Önceki makalemizde Hiçliği, Mutlak varlık olarak tanımlamış olduk. Zira söylediğimiz gibi O, bizim algı kapasitelerimizden dolayı Hiçlik ya da Yokluktur. Algılarımızla bildiğimiz şeylerden yola çıkarak, kavramlar olarak ileri sürdüğümüz var olmak ve yok olmak, aslında her an yenilenen evrenin en önemli özelliği olan değişimden dolayıdır. Varlık ve yokluk da bize göre, bizim algılarımızdan bize gelen bilgiye göredir. Bu nedenle dinlerin ileri sürdüğü gibi, gerçek anlamda bir ölüm de yoktur. Sadece belli bir süre algı sınırlarımız dâhilindeyken, sonra algılarımızın sınırlarının ötesine geçmiş oluşumlar vardır ki, bizatihi kendimiz de, bu algı dünyamızla sınırlandırdığımız kendi evrenimizin, bedensel çöküşümüze bağlı olan bilincimizdeki algısal çözülüşü neticesinde, bu çizgi ötesini idrake başlarız.
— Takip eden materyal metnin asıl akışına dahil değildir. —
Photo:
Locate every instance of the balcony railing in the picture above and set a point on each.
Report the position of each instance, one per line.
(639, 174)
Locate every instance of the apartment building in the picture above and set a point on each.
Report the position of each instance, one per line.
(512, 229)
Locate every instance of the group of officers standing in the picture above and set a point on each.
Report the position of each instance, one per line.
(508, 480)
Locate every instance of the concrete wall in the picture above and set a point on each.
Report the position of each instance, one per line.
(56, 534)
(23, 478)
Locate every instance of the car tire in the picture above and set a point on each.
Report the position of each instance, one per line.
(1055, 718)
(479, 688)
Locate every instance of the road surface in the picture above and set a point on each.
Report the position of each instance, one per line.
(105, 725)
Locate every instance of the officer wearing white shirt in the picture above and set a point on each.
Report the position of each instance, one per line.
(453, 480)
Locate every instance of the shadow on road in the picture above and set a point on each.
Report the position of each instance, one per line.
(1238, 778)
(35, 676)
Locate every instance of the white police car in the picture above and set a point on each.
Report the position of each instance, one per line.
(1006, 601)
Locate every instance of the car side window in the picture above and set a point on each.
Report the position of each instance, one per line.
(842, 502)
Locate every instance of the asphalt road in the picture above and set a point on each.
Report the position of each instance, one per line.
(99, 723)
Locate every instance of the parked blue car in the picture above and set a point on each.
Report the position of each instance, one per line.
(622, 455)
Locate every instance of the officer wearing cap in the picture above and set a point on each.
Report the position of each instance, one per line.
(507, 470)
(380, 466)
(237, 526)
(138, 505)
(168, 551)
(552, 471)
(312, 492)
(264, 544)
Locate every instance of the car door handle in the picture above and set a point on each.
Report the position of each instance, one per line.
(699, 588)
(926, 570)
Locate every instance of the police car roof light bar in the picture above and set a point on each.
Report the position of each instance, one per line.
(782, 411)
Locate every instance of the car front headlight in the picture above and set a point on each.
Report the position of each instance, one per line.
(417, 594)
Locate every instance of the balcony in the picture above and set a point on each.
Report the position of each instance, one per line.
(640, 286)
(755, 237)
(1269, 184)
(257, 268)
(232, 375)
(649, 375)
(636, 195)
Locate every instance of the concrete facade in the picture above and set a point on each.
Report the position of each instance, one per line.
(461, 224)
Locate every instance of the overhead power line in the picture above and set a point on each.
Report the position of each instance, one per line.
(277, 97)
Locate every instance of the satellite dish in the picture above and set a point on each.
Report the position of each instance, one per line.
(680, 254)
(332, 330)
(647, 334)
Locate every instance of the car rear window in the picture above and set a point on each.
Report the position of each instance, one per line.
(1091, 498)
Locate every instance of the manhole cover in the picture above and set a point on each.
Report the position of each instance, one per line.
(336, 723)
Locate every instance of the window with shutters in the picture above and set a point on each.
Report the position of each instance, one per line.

Mevlana (öl.1273) bu sözlerimizi şöyle özetler: “Yok olma, bitme, karşıtın karşıtını yok etmesiyle olur. Karşıt kalmadı mı sonsuzluktan başka bir şey kalmaz.” Öyleyse mutlak barış ve huzurun (İslam) tek çaresi, yok olmaktır:  “Kişi tümden yok olmadıkça kesin Bir’lik olmaz. Bir’lik erişmek değil, yitmektir.” Burada yok olmakla kastedilen, izafi benliğin yokluğu, dolayısıyla o benliğin özünde olan ve Allah’ın Ruh’undan olan Mutlak benliğin ya da Zat’ın aşikâra çıkmasıdır.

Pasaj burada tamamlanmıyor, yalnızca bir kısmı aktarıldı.